Despite the efforts for a rigorous methodology, there are limitations to this study. Only one sample was examined at the respective times and thus contamination with a large dilution may not have been detected. Furthermore, all patients in this study received a single-shot perioperative cefazolin prophylaxis (or vancomycin in the event of cephalosporin intolerance) so that all samples were taken after administration of antibiotics. Although known from arthroplasty and periprosthetic joint infection studies that a single-shot antibiotic does not compromise the result of intra-articular biopsy [8, 9, 16, 25], this could have led to a certain selection phenomenon. Nevertheless, antibiotic prophylaxis is a common measure and is used as standard of care in everyday clinical practice. In addition, the relatively short follow-up period of 12 months may have not allowed to detect all, particularly low-grade infections. Therefore, the true rate of joint infection could be higher than the one we observed. To the best of our knowledge, the present study is the first one examining the correlation between the duration of the surgery and contamination rates of the pooled irrigation fluid. Thus, no data for a reliable a priori power analysis were available and we, therefore, have conducted the study in an explorative manner.

The data showed only one case of a postoperative infection accompanied by suture and irrigation fluid contamination.
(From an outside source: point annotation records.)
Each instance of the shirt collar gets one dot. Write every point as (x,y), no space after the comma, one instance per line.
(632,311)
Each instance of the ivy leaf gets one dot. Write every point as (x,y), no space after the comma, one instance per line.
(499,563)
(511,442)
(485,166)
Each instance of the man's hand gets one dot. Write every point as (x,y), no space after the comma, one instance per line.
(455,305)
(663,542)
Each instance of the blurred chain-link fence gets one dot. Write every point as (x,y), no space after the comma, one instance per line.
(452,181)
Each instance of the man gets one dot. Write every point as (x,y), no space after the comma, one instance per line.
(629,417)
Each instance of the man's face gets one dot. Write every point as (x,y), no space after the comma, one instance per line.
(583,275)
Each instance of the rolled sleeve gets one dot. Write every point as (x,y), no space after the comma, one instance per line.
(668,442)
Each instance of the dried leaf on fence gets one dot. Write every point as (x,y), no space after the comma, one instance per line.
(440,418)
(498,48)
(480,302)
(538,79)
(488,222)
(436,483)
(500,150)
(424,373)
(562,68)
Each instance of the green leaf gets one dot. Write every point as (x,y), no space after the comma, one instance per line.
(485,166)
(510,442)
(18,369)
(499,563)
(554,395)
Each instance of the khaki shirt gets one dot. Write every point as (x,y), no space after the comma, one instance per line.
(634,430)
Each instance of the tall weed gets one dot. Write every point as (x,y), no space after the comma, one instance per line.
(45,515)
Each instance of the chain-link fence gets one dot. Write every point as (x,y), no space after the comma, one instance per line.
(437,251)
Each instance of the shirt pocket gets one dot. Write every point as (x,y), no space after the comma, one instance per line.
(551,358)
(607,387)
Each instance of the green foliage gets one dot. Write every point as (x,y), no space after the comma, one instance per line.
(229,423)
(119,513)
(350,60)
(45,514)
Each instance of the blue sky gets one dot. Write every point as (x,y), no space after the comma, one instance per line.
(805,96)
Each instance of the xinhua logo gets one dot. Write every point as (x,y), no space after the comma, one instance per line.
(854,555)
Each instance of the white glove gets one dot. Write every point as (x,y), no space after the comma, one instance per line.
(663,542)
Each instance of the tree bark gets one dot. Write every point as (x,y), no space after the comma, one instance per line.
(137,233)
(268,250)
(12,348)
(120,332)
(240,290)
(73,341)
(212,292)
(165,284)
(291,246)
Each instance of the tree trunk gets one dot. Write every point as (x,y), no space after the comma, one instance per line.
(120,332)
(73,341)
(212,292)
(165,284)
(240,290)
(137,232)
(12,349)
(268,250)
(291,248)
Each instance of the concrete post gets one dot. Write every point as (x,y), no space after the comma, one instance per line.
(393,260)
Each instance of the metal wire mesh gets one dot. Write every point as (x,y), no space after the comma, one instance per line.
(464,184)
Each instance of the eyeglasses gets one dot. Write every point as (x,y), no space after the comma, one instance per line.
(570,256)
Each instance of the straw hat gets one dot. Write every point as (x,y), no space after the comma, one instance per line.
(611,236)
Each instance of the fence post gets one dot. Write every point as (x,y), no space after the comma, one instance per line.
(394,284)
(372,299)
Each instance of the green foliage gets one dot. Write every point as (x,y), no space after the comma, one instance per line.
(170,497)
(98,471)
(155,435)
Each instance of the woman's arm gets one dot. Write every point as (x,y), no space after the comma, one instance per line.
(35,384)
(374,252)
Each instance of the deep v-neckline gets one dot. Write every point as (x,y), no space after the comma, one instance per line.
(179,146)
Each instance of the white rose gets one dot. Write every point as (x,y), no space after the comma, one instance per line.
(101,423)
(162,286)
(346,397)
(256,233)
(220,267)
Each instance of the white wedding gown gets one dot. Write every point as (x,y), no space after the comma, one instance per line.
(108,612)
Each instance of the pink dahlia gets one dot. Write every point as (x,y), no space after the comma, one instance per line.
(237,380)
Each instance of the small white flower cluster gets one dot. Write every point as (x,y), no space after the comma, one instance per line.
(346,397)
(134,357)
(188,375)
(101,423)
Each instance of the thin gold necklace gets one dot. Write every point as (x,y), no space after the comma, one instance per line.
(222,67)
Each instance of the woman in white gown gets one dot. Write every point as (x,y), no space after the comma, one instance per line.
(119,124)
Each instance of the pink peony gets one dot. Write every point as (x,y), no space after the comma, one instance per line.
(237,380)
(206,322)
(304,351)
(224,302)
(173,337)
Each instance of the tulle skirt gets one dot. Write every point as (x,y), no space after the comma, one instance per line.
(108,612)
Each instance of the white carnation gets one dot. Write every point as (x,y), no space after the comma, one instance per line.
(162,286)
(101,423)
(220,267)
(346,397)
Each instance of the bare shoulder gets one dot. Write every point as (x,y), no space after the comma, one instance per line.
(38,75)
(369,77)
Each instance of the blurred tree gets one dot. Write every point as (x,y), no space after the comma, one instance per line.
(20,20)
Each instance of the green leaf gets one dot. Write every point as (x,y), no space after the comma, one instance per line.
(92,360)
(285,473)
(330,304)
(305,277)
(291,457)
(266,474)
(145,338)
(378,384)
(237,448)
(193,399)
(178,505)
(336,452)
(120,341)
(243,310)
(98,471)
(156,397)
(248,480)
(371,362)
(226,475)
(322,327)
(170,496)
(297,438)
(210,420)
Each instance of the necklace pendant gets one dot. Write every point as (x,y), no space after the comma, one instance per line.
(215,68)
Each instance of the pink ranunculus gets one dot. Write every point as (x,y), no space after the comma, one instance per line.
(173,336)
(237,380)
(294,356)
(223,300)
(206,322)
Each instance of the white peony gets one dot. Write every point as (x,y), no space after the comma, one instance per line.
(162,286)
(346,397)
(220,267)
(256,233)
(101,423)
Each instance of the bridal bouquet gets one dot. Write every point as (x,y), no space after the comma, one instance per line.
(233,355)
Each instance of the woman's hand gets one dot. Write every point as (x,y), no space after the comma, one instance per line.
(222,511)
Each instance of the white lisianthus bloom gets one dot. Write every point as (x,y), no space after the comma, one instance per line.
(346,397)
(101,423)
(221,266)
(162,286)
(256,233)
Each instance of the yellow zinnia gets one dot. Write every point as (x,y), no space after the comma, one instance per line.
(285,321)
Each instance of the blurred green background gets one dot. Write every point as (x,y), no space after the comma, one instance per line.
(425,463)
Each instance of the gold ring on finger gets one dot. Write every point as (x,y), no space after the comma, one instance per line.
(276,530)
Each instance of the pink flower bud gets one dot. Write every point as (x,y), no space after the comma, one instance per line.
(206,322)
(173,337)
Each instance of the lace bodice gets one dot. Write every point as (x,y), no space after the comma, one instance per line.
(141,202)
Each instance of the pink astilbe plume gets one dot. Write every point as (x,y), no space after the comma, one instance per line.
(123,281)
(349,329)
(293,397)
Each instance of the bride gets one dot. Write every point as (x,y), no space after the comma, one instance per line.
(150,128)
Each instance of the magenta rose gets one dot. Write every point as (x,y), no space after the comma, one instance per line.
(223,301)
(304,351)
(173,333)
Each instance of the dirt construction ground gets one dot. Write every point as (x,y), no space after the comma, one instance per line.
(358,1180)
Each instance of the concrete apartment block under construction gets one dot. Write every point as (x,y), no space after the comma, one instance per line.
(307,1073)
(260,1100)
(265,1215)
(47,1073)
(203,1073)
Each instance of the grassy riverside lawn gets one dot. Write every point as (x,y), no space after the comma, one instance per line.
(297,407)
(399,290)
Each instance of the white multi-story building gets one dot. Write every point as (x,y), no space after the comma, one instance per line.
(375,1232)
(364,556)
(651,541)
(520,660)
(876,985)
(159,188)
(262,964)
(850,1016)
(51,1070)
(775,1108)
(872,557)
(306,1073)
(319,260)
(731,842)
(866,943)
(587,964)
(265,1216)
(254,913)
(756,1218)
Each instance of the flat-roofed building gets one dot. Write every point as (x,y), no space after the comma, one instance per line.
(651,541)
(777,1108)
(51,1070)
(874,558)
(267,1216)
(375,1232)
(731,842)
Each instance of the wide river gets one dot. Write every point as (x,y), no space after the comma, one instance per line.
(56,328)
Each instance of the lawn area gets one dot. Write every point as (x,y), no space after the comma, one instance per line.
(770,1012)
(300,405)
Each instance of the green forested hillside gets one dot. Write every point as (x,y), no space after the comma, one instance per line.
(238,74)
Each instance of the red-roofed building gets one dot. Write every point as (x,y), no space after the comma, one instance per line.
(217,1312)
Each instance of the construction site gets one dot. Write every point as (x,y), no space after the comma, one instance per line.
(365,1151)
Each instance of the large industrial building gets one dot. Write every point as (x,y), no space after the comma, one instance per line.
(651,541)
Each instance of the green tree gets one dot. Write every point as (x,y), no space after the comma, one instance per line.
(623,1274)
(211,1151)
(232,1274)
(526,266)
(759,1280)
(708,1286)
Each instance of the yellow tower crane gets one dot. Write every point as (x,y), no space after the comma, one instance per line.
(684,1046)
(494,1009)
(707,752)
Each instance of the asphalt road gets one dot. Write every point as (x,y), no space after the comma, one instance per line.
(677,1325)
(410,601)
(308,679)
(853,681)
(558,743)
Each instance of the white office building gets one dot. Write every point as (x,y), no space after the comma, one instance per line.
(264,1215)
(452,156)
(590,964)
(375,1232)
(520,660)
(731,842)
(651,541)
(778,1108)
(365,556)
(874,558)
Nevertheless, the time-dependent increase of suture and fluid contamination should contribute to a more distinct awareness in the handling of these potentially contaminated materials during surgery, e.g. contact of surgical instruments with the fluid reservoir should be avoided as should be emptying it using the suction device.

Conclusion

Any direct contact with the collected irrigation fluid in the reservoir and any contact of suture material with skin or fluid reservoirs should be avoided.